Wealth gotten by vanity shall be diminished: but he that gathereth by labour shall increase.
BSBDishonest wealth will dwindle, but what is earned through hard work will be multiplied.
The plain meaning
The proverb sets two trajectories against each other. "Vanity" here doesn't just mean pride — it means emptiness, nothingness: wealth assembled through fraud, exploitation, gambling, or any means that produces nothing of real value for anyone. The Hebrew carries the picture of something puffed up and hollow at the center. Such wealth is already undermined at its source, and the same habits that grabbed it tend to squander it. The contrast is the person who gathers "by hand" — steadily, honestly, by labour. The word for "increase" is the same root used for multiplication: what grows by honest work compounds rather than erodes. The point isn't that virtue is automatically rewarded by God in a mechanical way; Proverbs often speaks in patterns and tendencies, not promises. The insight is practical and moral at once: dishonest acquisition plants the seeds of its own loss, while steady, honest accumulation tends to build something that lasts and can even be shared.
The common misreading
What the commentators say
Henry emphasizes that "vanity" covers not just outright fraud but any employment that is unlawful or that merely feeds pride and luxury — including gambling and the stage. Ill-gotten wealth tends to be spent on the same vanity that earned it, and so it shrinks.

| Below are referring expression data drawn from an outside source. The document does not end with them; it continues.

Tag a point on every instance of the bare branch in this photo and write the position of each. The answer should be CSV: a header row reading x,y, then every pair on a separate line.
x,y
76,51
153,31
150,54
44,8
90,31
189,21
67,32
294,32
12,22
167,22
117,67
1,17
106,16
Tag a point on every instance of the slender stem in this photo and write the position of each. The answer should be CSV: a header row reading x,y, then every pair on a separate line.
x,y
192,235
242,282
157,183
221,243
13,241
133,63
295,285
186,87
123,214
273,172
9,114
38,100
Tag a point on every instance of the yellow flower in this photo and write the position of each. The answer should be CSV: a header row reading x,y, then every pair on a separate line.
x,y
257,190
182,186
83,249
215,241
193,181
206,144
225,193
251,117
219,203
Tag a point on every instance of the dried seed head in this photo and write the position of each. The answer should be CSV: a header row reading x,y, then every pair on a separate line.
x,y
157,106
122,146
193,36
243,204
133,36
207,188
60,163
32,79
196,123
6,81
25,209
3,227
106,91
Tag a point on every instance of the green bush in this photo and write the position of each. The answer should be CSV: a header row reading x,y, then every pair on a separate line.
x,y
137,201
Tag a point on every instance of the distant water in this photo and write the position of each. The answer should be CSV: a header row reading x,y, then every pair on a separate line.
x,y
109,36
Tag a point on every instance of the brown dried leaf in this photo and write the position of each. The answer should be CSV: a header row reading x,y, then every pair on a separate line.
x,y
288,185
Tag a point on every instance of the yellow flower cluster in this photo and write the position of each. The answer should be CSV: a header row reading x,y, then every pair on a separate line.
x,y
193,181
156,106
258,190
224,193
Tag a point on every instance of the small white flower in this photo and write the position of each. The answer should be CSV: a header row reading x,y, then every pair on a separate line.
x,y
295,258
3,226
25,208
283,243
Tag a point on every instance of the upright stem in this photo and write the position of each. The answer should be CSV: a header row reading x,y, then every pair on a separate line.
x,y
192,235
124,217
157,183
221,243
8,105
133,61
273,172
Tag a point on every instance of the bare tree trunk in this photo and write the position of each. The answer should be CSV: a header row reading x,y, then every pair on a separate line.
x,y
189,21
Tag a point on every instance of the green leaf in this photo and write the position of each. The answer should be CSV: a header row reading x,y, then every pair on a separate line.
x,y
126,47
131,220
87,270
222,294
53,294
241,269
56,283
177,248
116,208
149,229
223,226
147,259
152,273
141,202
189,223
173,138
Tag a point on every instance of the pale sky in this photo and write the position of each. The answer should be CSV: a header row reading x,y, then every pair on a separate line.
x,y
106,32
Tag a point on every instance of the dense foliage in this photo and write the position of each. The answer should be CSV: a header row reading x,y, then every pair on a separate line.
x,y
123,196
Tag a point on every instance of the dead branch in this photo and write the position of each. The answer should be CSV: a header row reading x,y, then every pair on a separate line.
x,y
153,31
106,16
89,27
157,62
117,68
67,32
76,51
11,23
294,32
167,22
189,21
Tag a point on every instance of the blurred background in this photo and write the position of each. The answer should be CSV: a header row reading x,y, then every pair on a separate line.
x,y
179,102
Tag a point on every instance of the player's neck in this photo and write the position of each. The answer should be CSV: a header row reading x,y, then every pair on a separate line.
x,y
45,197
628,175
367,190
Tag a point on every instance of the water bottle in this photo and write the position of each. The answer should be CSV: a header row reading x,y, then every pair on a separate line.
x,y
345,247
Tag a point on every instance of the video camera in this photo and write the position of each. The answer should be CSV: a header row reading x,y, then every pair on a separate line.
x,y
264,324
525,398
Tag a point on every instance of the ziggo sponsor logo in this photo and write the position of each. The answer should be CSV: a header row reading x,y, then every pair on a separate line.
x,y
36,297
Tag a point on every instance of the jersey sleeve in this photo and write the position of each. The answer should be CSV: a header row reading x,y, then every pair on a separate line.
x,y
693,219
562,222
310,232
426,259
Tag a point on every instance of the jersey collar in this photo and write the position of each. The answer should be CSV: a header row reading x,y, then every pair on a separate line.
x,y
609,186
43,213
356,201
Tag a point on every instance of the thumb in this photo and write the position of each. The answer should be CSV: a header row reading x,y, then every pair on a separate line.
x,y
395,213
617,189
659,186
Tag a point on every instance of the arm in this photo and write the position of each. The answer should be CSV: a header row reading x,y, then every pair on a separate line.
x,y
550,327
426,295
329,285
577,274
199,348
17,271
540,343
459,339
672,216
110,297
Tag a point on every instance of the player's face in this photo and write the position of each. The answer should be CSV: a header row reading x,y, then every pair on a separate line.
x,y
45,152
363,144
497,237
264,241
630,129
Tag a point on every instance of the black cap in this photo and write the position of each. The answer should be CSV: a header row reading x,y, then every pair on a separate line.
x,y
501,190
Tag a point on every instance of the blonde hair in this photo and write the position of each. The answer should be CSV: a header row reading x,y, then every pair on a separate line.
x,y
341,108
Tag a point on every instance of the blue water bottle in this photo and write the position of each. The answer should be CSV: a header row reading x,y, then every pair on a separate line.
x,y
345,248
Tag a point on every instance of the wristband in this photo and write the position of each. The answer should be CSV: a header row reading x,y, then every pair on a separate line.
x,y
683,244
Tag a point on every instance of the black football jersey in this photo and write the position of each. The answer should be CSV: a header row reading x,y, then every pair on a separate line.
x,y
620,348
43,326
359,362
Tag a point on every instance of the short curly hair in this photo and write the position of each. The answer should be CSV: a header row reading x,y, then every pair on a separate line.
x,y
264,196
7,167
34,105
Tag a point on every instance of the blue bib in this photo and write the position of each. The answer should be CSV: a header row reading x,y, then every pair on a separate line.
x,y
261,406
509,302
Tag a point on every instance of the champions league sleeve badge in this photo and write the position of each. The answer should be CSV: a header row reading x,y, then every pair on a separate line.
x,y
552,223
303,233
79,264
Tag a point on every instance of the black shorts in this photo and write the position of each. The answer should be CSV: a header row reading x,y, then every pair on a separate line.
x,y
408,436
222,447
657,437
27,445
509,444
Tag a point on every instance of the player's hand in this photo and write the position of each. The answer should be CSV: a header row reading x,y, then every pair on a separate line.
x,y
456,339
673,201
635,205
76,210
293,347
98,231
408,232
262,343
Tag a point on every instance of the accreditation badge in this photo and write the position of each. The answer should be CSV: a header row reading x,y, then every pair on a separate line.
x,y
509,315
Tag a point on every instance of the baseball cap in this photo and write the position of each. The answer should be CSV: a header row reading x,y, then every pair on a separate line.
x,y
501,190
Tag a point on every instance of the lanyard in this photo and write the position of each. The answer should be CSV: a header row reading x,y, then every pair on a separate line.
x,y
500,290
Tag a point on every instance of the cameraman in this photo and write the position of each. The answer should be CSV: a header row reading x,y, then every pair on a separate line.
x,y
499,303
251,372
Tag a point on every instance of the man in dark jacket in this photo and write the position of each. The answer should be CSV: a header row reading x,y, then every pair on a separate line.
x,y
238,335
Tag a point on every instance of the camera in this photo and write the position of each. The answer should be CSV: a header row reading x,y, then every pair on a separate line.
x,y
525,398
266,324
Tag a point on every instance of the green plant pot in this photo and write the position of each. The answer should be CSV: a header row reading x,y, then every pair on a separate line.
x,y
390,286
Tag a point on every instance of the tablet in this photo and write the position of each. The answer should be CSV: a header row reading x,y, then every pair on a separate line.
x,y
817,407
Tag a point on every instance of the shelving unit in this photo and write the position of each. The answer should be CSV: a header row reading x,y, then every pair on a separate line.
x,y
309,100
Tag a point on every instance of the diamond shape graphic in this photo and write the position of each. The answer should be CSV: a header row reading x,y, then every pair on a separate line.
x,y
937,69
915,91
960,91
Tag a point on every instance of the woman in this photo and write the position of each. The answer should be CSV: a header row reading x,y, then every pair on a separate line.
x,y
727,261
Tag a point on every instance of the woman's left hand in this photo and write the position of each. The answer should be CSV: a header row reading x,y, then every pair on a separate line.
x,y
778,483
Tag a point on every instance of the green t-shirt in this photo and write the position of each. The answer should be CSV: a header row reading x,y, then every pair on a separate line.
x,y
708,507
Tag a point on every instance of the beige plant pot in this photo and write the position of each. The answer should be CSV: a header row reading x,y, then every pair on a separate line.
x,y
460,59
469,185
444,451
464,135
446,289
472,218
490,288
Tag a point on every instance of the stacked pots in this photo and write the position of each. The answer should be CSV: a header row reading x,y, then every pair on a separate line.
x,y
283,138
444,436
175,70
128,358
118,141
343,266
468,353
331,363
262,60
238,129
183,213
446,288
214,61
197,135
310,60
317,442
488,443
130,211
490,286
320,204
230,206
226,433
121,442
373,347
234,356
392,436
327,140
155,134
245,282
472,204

Honest labor, by contrast, grows toward sufficiency and then generosity — citing Ephesians 4:28, he notes that the honest laborer ends up with enough to give to those in need, at which point increase accelerates.
Gill surveys the range of "vanity": robbery, fraud, circumventing others in trade, gaming and dice, and illicit arts such as astrology. His striking note is on the alternate reading of the second half — gathering "unto the hand," meaning distributing to the poor. He cites the Targum directly: "he that gathereth and giveth to the poor shall increase in substance." On this reading, generosity is itself the mechanism of increase, not merely its byproduct.

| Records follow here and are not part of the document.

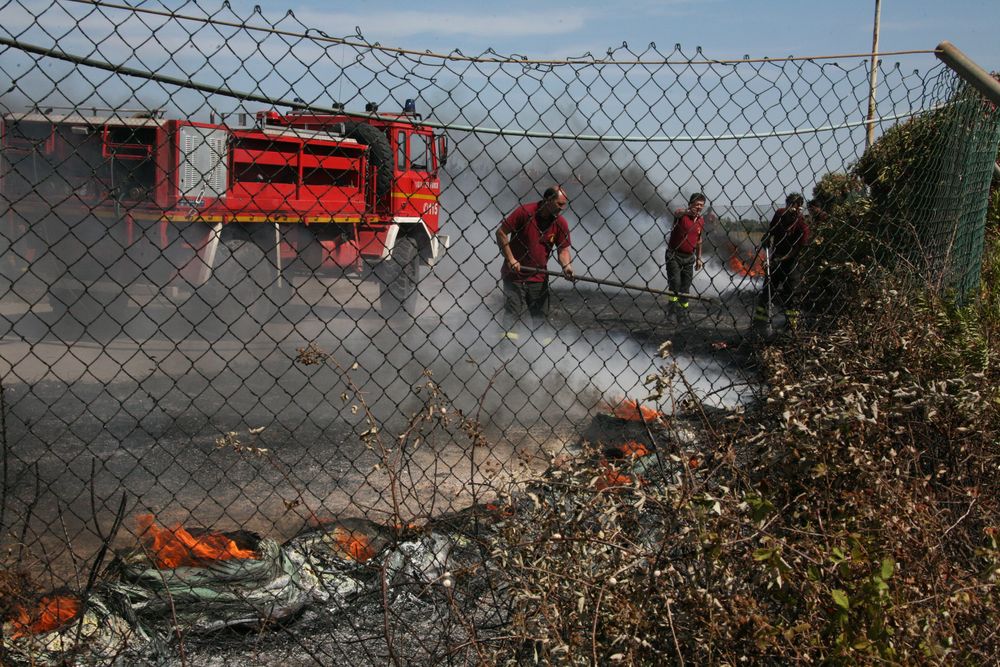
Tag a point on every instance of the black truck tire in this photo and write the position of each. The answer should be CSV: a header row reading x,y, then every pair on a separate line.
x,y
398,279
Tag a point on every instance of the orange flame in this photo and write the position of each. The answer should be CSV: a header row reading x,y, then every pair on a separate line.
x,y
632,411
612,477
633,448
755,269
51,612
354,544
176,547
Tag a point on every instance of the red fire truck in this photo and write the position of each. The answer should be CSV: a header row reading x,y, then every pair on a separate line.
x,y
208,212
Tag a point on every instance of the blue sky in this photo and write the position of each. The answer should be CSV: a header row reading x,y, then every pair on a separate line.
x,y
723,28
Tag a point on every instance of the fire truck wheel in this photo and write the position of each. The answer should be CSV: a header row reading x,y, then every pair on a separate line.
x,y
379,152
398,279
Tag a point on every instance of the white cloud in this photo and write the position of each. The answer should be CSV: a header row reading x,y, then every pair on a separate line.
x,y
384,25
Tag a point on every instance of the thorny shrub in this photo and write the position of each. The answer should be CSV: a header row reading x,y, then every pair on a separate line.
x,y
852,518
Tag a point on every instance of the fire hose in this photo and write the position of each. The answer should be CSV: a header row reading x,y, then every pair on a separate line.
x,y
614,283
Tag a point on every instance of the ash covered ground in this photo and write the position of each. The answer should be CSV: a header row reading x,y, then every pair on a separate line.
x,y
142,410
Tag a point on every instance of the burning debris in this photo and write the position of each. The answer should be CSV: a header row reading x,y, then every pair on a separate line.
x,y
750,267
187,582
52,612
62,629
177,547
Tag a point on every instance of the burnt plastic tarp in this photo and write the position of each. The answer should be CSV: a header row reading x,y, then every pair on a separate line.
x,y
221,593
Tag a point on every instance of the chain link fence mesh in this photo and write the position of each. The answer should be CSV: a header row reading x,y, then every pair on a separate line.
x,y
248,286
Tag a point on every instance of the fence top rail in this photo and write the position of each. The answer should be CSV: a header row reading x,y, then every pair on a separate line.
x,y
966,68
489,56
53,52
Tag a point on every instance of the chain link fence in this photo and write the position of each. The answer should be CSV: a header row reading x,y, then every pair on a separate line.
x,y
252,281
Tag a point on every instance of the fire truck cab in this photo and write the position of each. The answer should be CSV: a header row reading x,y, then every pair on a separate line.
x,y
96,203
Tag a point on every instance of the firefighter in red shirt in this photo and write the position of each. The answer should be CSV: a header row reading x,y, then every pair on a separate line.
x,y
787,235
526,238
684,253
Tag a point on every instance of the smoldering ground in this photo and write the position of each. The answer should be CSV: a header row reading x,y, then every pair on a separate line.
x,y
141,405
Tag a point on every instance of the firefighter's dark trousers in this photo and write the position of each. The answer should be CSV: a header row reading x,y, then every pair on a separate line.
x,y
680,275
525,298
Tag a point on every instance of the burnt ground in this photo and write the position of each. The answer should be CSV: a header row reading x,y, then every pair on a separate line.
x,y
92,416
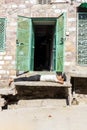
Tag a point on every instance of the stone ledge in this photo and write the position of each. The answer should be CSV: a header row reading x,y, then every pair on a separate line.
x,y
39,83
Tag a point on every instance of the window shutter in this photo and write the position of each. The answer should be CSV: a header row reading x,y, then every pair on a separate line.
x,y
44,1
2,33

JFB gives the sharpest, most compressed reading: "vanity" means what is useless to the public — wealth that circulates through vices that produce nothing anyone actually needs. The contrast with laboring "little by little" underscores that honest wealth is characteristically slow and steady. The real difference is not just moral but structural: one method builds, the other only transfers and depletes.
The word behind it
"Vanity" or "breath, vapor, emptiness." The same word Ecclesiastes uses relentlessly for all that is fleeting and hollow. Applied to wealth-getting, it points to methods that are insubstantial at the root — fraud, exploitation, gambling — things that create no real value. The word choice implies the wealth itself inherits the emptiness of its source: vapor-wealth dissipates like vapor. Gesenius notes its core sense is a breath or puff of air — here, something that looks like substance but has none.